Given the expression
$$ x = \frac{n^2 -bn+c}{(2n+k)-b}$$
For $b$ and $c$ integer coefficients, $k$ is any integer constant, and index $-\infty <n<\infty$,
1. What is the relationship that must exist between the coefficients $b$ and $c$ so that, at any constant $k$, $x$ will be a sequence of integers generated by the index $n$?
2. As a consequence, why there is no solution for $b=c≠0$?
I suppose it is better to divide the solutions between $k=\text{even}$ and $k=\text{odd}$.
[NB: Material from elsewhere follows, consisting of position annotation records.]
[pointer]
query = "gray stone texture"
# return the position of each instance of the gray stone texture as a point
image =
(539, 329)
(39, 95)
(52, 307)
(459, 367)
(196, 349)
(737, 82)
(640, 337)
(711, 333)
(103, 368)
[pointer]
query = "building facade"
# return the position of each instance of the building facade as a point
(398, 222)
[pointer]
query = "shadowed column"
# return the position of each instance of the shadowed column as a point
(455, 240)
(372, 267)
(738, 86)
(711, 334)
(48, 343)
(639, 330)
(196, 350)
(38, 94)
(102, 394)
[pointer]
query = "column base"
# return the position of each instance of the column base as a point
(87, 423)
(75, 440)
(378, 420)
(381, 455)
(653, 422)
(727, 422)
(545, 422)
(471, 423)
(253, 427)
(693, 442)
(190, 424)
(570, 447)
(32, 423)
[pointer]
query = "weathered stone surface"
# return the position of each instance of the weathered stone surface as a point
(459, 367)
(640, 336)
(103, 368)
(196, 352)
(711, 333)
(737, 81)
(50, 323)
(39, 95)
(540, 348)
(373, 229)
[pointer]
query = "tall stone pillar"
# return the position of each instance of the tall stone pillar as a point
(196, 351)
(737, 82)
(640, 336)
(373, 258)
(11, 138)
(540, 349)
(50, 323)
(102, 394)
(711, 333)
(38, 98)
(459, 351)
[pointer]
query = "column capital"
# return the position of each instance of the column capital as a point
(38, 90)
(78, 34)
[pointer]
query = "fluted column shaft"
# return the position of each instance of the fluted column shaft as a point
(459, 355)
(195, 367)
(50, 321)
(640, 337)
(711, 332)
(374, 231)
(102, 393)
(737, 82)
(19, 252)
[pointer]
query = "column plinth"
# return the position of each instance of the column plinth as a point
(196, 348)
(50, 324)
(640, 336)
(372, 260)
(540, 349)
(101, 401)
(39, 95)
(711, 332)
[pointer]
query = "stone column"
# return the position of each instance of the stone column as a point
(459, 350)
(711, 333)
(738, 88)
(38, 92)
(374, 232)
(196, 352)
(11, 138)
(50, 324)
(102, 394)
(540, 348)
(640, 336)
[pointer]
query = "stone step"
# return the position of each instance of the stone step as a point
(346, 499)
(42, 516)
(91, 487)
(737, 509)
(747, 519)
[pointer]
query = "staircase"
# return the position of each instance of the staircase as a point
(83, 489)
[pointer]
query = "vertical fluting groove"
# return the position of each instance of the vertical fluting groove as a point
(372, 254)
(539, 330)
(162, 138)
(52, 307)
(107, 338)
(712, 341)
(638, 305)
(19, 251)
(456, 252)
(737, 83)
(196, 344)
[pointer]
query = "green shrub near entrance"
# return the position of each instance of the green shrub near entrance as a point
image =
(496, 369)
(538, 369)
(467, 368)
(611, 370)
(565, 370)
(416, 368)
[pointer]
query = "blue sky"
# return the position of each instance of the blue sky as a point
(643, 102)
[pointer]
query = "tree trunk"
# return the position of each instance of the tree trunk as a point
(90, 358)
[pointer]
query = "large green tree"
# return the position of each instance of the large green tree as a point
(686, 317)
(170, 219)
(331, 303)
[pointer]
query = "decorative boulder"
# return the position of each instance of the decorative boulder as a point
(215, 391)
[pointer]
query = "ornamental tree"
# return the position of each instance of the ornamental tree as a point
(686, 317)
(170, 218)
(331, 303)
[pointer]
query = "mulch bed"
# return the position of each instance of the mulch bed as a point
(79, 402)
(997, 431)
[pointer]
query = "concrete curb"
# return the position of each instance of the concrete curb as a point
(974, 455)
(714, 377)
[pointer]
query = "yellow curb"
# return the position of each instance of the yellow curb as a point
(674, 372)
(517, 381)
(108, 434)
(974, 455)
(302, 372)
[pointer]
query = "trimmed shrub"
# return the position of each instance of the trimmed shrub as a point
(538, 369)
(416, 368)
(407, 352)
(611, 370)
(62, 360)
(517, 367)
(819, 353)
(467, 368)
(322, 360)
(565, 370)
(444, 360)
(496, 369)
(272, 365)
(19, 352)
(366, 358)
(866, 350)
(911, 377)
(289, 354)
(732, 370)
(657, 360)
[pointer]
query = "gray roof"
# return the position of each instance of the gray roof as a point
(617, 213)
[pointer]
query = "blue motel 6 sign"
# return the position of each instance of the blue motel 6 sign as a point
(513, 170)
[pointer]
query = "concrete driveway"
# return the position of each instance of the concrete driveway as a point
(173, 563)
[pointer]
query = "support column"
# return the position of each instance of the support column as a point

There is no possible choice of $b,c,k$ at all such that $$ x_n = \frac{n^2-bn+c}{2n+k-b} $$ is an integer for every integer $n$.
To see this, temporarily switch variable to $u=n+k/2-b/2$. Our expression now has the form $$ x(u) = \frac{u^2+pu+q}{2u} $$ for some real constants $p$ and $q$ that we don't need to find explicitly. If we allow $u$ to be real (i.e. not necessarily an integer), differentiating this gives $$ \frac{dx}{du} = \frac12 - \frac{q}{2u^2} $$ which converges to $\frac12$ when $u\to\infty$. So for $u$ large enough we always have, say, $\frac13 < \frac{dx}{du} < \frac23 $, and therefore by the mean value theorem, $\frac13 < x(u+1)-x(u) < \frac23$.
Switching back to the original variable $n$, we see that $x_{n+1}-x_n$ is exactly something of the form $x(u+1)-x(u)$. But if $x_{n+1}$ and $x_n$ are both integers, their difference cannot lie between $\frac13$ and $\frac23$.